DOI Static Badge Static Badge GitHub Repo stars GitHub all releases
logo

AdaptiveDBSCAN

This is a normalized form of DBSCAN alogorithm that is based on varying number of neighbour. This algorithm is useful when your data has different density pattern. To get more information about the algorithm, please refer to the paper.

installation

For the best performance, it is recommended to create a new environment and then install the package:

conda create -n dadbscan python

To install the package, you can use pip:

pip install dadbscan

Getting Started

After installing the package, you can use it as follows by importing the modules:

from dadbscan.density import EQ_Density
from dadbscan.clustering import dbscan

------------------------------------------------------------------------------------

Phase1.

The first line is being used for creating a density map and the second one is for applying the Density-Adaptive DBSCAN algorithm. Now by defining the N value you have database as a CSV file, and you can run the density algorithm:

initiating the EQ_density class:

In the new version of Adaptive DBSCAN, we have added a filering option that can used as below"

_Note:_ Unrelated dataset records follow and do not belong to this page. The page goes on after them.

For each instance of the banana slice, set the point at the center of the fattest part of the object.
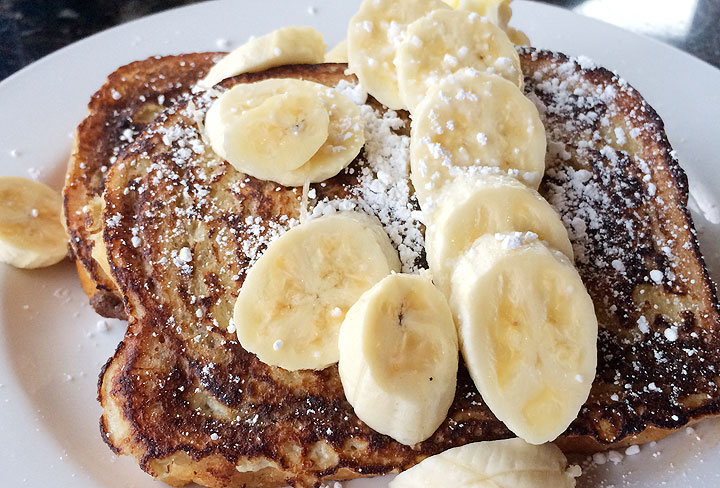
(285, 130)
(345, 140)
(398, 348)
(281, 133)
(528, 333)
(295, 297)
(518, 37)
(289, 45)
(488, 204)
(496, 11)
(473, 122)
(493, 464)
(31, 230)
(445, 41)
(374, 34)
(338, 54)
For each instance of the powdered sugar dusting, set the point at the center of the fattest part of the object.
(383, 186)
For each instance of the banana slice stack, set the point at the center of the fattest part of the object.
(505, 291)
(31, 231)
(505, 463)
(399, 357)
(289, 45)
(285, 130)
(295, 297)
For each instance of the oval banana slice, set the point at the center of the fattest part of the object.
(445, 41)
(528, 333)
(398, 348)
(295, 297)
(338, 54)
(498, 12)
(473, 122)
(492, 464)
(281, 134)
(285, 130)
(288, 45)
(468, 208)
(518, 37)
(374, 34)
(31, 230)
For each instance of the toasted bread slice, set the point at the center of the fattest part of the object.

filters = {"col":["num_picks", "Lat", "Lat", "Lon", "Lon"],  #select column
           "op":['>', '>=', '<=', ">=", "<="],   # it is an string format like >, =, >=, !=
           "val":[3, 55, 70, -105, -70] #it can be string or digits}
N = 65 # number of cells like NxN
density = EQ_Density(N, data_file='YOUR_FILE_PATH', min_year=1900, max_year=2050, min_mag=1, max_mag=9,  filters=filters, map_extenion_value=0.1) #map_extension_value can used to extend the frame 

! Remember to appropriately configure filters such as min_year, max_year, and others in your catalogue. Setting these values correctly according to your dataset is crucial; failing to do so may result in partial or complete filtering out of your catalogue.

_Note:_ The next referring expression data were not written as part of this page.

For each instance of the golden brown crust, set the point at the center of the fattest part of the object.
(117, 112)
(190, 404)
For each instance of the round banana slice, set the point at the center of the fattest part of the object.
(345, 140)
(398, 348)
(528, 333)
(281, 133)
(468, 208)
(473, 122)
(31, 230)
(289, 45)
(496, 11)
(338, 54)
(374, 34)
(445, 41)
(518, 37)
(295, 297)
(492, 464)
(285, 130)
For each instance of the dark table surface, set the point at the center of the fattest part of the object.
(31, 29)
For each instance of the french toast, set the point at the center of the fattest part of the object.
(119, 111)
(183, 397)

To test the program, you can download the test file from the GitHub repo and use decl_cat.csv as a database.

YOUR_FILE_PATH = 'decl_cat.csv'

! It should be noted that your dataset must have a header like below (order is not important but it is case-sensitive): Lat, Lon, (Depth,Year, Month, Mw) ! If you have more columns in your dataset, you do NOT need to remove them. Lat and Lon are essentail and they are case sensitive.

running calc_density method:

heat_matrix = density.calc_density(minimum_density=10)  #setting the background value by minimum_density

In the command above, by adding minimum_density = ..., you can define the threshold for the minimum value of the density for each cell. The default value is 10.

plotting the density map:

density.plot_density()

a feature that can be used is smoothing the density map. This can be done by using the following method:

smoothed_heat_matrix = density.cell_smoother(apply_smooth=True)

! All the matrixes are saved physically in the folder 'Results' in two formats, PNG and CSV.

------------------------------------------------------------------------------------

Phase2.

Now that you have the density map, you can run the Density-Adaptive DBSCAN algorithm. To do so, you need to define the following parameters:

radius = density.radius
density_file_name = "Results/den_decl_cat__65_smooth.csv"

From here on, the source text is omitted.